22. What is pertinent to the present case is that under the Denisov standards it is indeed possible to substantiate that Ms Gražulevičiūtė’s complaint under Article 8 is inadmissible, as it can be argued – if not conclusively, then at least with not a little degree of persuasiveness – that her suspension from working as a clinical researcher had limited negative effects on her private life and did not reach the requisite threshold of seriousness for Article 8 to be applied, and therefore that her complaint must be dismissed as incompatible ratione materiae with the Convention.

23. As I have already mentioned, this is a borderline case. The Chamber chose to place itself on one side of the borderline and not on the other. There are no strong reasons why it could not make such a choice.

But the Chamber’s choice could have been different, because the Denisov standards, at least in my reading, would not fully exclude such a possibility, given all the factual circumstances of the present case. Had the Chamber chosen to place itself on the other side of the borderline, perhaps even the Denisov standards would not have offered very strong reasons against such a choice.

24. It is often said that hard cases make bad law. Less often (if ever) is this commonplace adage subjoined by a reservation that this generality has exceptions.
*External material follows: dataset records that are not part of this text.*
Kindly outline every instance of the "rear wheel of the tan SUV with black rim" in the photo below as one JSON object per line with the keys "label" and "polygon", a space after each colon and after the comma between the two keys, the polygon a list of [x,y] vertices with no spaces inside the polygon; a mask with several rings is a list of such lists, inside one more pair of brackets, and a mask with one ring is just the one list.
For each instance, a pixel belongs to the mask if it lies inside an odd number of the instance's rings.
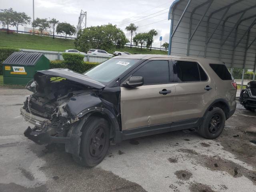
{"label": "rear wheel of the tan SUV with black rim", "polygon": [[204,117],[198,133],[207,139],[215,139],[222,133],[225,126],[226,116],[221,108],[213,107]]}

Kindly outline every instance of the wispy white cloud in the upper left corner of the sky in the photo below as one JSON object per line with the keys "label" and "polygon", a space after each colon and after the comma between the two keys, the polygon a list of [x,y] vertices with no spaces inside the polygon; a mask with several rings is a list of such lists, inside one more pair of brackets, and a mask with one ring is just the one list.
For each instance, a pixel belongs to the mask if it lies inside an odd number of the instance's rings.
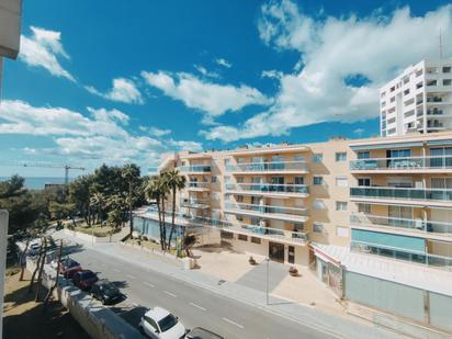
{"label": "wispy white cloud in the upper left corner of the sky", "polygon": [[57,58],[60,56],[69,59],[61,44],[61,33],[34,26],[31,30],[30,37],[21,36],[20,59],[29,66],[43,67],[54,76],[75,82],[76,79],[63,68]]}

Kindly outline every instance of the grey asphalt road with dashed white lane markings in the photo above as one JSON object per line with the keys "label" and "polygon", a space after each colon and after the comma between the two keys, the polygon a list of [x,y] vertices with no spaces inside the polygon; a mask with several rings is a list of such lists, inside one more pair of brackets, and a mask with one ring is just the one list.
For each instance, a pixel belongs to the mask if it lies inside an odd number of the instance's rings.
{"label": "grey asphalt road with dashed white lane markings", "polygon": [[201,326],[225,338],[337,338],[89,248],[70,257],[122,287],[127,298],[111,307],[134,326],[146,308],[160,306],[179,316],[187,328]]}

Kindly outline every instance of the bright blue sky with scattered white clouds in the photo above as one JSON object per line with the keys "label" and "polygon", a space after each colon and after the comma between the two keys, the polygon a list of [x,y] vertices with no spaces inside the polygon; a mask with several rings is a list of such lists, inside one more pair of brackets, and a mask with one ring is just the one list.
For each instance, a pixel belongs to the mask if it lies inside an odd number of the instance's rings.
{"label": "bright blue sky with scattered white clouds", "polygon": [[439,58],[440,31],[451,57],[448,1],[24,1],[0,177],[374,136],[378,88]]}

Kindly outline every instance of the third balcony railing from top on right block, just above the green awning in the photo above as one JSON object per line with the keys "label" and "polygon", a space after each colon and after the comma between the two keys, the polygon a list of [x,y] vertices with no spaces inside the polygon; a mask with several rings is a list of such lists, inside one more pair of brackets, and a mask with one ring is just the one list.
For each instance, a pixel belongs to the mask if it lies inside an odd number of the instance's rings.
{"label": "third balcony railing from top on right block, just above the green awning", "polygon": [[422,221],[422,219],[407,219],[395,218],[382,215],[369,215],[369,214],[351,214],[350,224],[352,226],[369,226],[369,227],[396,227],[410,230],[420,230],[425,233],[437,233],[448,236],[452,236],[452,224],[436,222],[436,221]]}

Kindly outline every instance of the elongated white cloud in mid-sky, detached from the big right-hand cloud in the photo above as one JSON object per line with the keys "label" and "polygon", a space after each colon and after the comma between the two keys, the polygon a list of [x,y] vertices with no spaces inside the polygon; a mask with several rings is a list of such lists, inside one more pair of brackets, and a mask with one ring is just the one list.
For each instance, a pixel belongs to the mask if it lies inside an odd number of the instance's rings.
{"label": "elongated white cloud in mid-sky, detached from the big right-hand cloud", "polygon": [[142,76],[149,86],[160,89],[166,95],[182,101],[188,108],[205,112],[207,121],[247,105],[271,103],[259,90],[245,84],[217,84],[185,72],[143,71]]}

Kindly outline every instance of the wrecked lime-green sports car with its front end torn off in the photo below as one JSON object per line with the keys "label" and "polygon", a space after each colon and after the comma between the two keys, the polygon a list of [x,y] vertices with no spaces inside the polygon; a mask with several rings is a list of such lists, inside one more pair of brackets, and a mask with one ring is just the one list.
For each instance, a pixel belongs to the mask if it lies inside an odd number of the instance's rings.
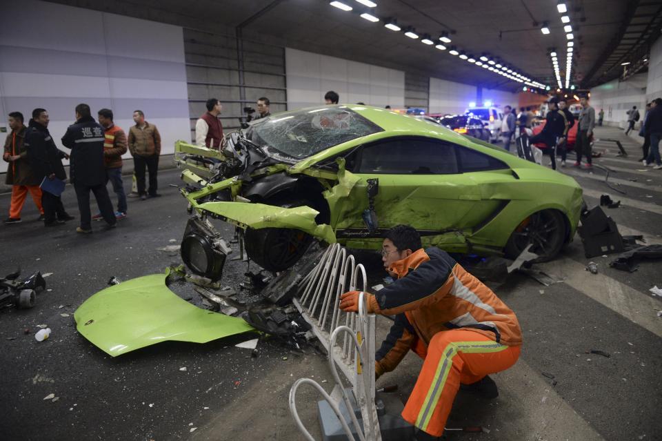
{"label": "wrecked lime-green sports car with its front end torn off", "polygon": [[201,275],[218,274],[214,255],[227,251],[208,217],[237,226],[248,257],[281,271],[313,239],[380,249],[397,224],[449,252],[514,258],[532,244],[551,259],[583,203],[571,177],[370,106],[279,113],[228,135],[221,152],[178,141],[176,158],[192,214],[181,253]]}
The present one is a hard case. However, owing to the ultimate finding of a violation of Article 6 § 1, I tend to view it, seen overall, as one of the (perhaps indeed rare) exceptions to the above-mentioned generality – not only because the Convention right to a fair trial of this particular applicant was protected, but also because the said finding of a violation of Article 6 § 1 and the reasoning underlying it serve to enhance and reinforce the principles of legal certainty and res judicata . Those principles are called upon to secure the materialisation of the fundamental tenet of the rule of law and its rapprochement with substantive justice, namely that, when applied in practice, the rule of law has fewer gaps through which substantive injustice so often manages to pass – sometimes to the detriment of victims of judicial manoeuvring.